Finding FSL Debug Info

From Center for Cognitive Neuroscience
Jump to navigation Jump to search

Gathering Required Debug Info for FSL

Many times you may submit a job and it fails. Due to the nature of a Cluster Job, often the most important information is not right on the screen. But once you understand the mystery of where this info is stored, it's simple to find. More importantly, often times the error is obvious. Such as "Could not find file XYZ". Even if the file is nothing but greek, including this information is essential to anyone attempting to help you.

Finding the Cluster Logs

FSL <= 3.x

For FSL <= 3.x, the logs are stored in /Volumes/local/tmp/error and /Volumes/local/tmp/output. The log for your job submission is uniquely identified by it's job id. The job id is displayed after you execute feat or can be found via the qstat utility.

You'll find that there are many, many log files found there. The easiest way to only list your files are by executing the following command:

$ find /Volumes/local/tmp/ -name "*5116*"

Where 5116 is your unique job id.

FSL >= 4.x

For these versions of fsl, all the logs are kept in the logs directories of the .feat/.gfeat projects. If your project was named my_nobel.feat, you would find the logs at my_nobel.feat/logs. If the project contains cope directories, each of these will also have a log directory.

Occasionally, logs are found in the top level of the .feat/.gfeat directories. However, the fsl folks were very clever and usually named these with the words "report" or "log" within them. For example, report.html or report_log.html.

All Versions

There are two extremely important tools that can be used to find elusive debug information.

The first is grep. grep can often be used to dig out useful information. Two of the most appropriate grep commands would be

  • grep -ir "error" myproject.feat
  • grep -ir "warn" myproject.feat

The -i switch means "case insensitive" and the -r switch means "search through the directory and all subdirectories".

If this fails, open up the log files and read them. Not just the HTML files, but the text files as well. You don't have to read every line, just scan the page for any oddities, warnings, or error type entries.

The second tool is "qstat" and friends. The 'q' utilities provide the ability to get detailed information about your cluster jobs. To see a list of all 'q' utilities, just type 'q' in the terminal and hit <TAB>. There are quite a few, but we'll focus on qstat.
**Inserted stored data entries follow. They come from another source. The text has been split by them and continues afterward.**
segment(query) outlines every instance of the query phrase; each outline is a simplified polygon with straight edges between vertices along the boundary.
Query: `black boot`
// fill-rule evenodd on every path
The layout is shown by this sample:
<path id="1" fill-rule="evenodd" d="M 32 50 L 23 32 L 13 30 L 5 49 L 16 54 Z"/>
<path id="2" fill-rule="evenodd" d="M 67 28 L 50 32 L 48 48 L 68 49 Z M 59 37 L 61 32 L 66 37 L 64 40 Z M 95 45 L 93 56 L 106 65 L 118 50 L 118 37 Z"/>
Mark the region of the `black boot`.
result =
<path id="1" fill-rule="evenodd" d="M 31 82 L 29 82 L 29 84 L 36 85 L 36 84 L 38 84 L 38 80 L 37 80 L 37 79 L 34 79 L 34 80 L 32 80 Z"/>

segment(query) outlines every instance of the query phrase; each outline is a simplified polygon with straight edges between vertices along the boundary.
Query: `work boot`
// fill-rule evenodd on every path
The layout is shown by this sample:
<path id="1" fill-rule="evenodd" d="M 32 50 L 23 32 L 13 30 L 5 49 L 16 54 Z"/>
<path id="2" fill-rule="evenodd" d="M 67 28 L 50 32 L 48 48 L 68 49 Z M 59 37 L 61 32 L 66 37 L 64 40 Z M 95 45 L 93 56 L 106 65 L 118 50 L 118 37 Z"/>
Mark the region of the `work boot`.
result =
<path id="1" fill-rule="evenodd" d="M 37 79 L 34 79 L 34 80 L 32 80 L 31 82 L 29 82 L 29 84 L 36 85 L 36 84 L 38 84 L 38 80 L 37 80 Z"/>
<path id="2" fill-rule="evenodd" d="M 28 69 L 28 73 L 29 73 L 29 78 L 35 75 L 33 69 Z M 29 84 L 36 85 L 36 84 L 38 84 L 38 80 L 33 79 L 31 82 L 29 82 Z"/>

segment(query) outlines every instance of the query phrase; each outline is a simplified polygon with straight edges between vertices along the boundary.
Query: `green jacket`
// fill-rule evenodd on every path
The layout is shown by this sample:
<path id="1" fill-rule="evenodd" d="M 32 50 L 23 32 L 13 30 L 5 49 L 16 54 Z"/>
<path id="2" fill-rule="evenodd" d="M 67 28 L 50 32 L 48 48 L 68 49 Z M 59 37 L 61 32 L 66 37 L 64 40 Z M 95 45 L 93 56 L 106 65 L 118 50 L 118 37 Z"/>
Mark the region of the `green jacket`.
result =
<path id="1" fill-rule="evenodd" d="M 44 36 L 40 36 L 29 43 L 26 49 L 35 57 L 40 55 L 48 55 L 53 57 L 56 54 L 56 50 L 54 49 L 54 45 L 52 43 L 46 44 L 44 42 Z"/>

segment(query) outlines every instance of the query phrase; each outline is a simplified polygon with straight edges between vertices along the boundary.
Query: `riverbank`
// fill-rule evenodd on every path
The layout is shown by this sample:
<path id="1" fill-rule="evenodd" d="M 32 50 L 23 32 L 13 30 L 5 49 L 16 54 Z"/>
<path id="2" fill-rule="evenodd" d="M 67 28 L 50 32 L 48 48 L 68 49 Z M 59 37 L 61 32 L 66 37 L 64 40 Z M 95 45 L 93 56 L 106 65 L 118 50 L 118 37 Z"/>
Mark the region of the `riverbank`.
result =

Every cluster job has a jobid. Once you've run feat, type:

$ qstat

In terminal to get a list of queued up jobs. You'll see some with your name under the "user" column. The first column is the "Job-ID" column. By typing:

$ qstat -j <jobid>

Where jobid is the number you saw in the qstat list. This provides very detailed information about the job including any errors. Read over it and look for something meaningful. One of the most common I see is "chdir failed: /Volumes/Songbook1/data/somelab/someuser/foo does not exist", usually indicating a typo in your design.fsf file.

qstat is a very powerful utility, for more information see:

man qstat

Further, in the feat/gfeat log files we spoke of above, each submitted job is followed by a jobid which can be used to uncover more debugging information with qstat.

Why?

This data is excellent information to include in any requests for assistance. In fact, anyone you ask for help will usually respond without hesitation "Can I see your logs?". By preemptively supplying them, you eliminate one round of the support cycle.